JAWA TENGAH — Kepala Pusat Penerangan Hukum Kejagung, Anang Supriatna, menegaskan bahwa sprindik baru justru memperkuat status hukum Febrie. Dasar penetapan tersangka merujuk pada penyidikan yang sebelumnya dilakukan Kortas Tipikor Polri.
"Dalam sprindik baru itu dipertimbangannya juga mempertimbangkan sprindik dari penyidik Polri, di penyidik Polri sudah ditetapkan yang bersangkutan tersangka," ujar Anang kepada wartawan, Rabu (15/7).
"Dengan demikian tidak menggugurkan. Tetap kita terima (statusnya) cuma kenapa kita terbitkan dulu (sprindik) sambil kita menunggu untuk menentukan langkah-langkah berikutnya, kelengkapannya. Intinya tidak menggugurkan status yang bersangkutan," imbuhnya.
Kejagung menerbitkan tiga sprindik berbeda untuk menangani dugaan korupsi dan tindak pidana pencucian uang (TPPU). Masing-masing sprindik memiliki nomor dan objek perkara yang spesifik.
Pertama, Sprindik Nomor 43 untuk dugaan korupsi dan TPPU di PT Krakatau. Kedua, Sprindik Nomor 44 terkait dugaan korupsi pengadaan batu bara PLTU untuk PLN yang disebut menyebabkan pemadaman listrik (blackout). Ketiga, Sprindik Nomor 45 menangani dugaan korupsi dan TPPU dalam perkara ASABRI.
Dengan diterbitkannya sprindik ini, seluruh kewenangan penyidikan resmi beralih ke tangan penyidik Kejagung. Anang menegaskan bahwa proses hukum terhadap Febrie akan berjalan tanpa terputus.
Meski perkara telah dilimpahkan, Kejagung tidak bekerja sendiri. Anang menyebut pihaknya akan terus berkoordinasi dengan penyidik Polri dan Komisi Pemberantasan Korupsi (KPK) untuk supervisi pengusutan perkara.

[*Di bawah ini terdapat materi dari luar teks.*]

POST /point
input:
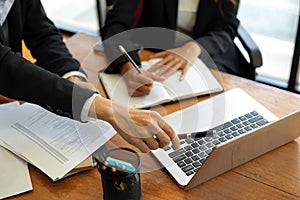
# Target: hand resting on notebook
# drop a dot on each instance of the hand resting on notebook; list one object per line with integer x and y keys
{"x": 171, "y": 61}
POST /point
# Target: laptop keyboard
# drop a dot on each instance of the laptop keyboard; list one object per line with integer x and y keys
{"x": 195, "y": 151}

"Mitra kita dari Komisi III DPR akan ikut juga mengawasi pelaksanaan proses penyidikan yang sudah diserahkan kepada penyidik Kejaksaan Agung," kata Anang.

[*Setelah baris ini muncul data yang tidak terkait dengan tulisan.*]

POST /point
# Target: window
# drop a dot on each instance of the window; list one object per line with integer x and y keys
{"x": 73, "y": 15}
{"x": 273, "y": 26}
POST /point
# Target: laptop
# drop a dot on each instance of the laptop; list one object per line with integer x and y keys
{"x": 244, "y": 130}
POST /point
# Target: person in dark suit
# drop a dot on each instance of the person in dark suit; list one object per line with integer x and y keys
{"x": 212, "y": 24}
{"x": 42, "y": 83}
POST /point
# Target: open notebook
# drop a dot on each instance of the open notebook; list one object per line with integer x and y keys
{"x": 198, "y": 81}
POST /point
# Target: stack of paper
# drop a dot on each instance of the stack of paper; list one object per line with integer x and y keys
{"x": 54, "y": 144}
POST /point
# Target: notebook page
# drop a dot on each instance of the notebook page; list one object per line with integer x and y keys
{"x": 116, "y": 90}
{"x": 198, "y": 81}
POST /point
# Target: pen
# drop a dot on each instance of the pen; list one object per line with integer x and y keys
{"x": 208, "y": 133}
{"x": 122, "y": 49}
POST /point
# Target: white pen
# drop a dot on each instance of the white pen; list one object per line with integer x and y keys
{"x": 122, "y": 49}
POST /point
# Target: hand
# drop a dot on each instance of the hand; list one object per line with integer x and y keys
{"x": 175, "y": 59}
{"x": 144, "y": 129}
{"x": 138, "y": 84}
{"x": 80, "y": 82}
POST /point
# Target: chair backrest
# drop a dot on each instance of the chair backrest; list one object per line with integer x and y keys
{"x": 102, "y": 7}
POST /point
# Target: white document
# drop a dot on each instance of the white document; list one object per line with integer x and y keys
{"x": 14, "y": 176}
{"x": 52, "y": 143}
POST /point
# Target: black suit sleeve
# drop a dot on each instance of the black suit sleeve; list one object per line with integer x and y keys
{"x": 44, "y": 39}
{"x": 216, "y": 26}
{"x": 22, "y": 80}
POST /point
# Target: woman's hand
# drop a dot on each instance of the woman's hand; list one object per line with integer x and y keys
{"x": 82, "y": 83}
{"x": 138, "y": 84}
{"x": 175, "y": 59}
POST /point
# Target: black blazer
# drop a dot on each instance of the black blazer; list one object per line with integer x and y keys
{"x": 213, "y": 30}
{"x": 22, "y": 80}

Langkah ini diambil untuk menjaga transparansi dan akuntabilitas penanganan kasus yang melibatkan mantan pejabat tinggi di lingkungan kejaksaan sendiri. Status Febrie sebagai tersangka masih berlaku, dan penyidikan akan dilanjutkan sesuai prosedur hukum yang berlaku.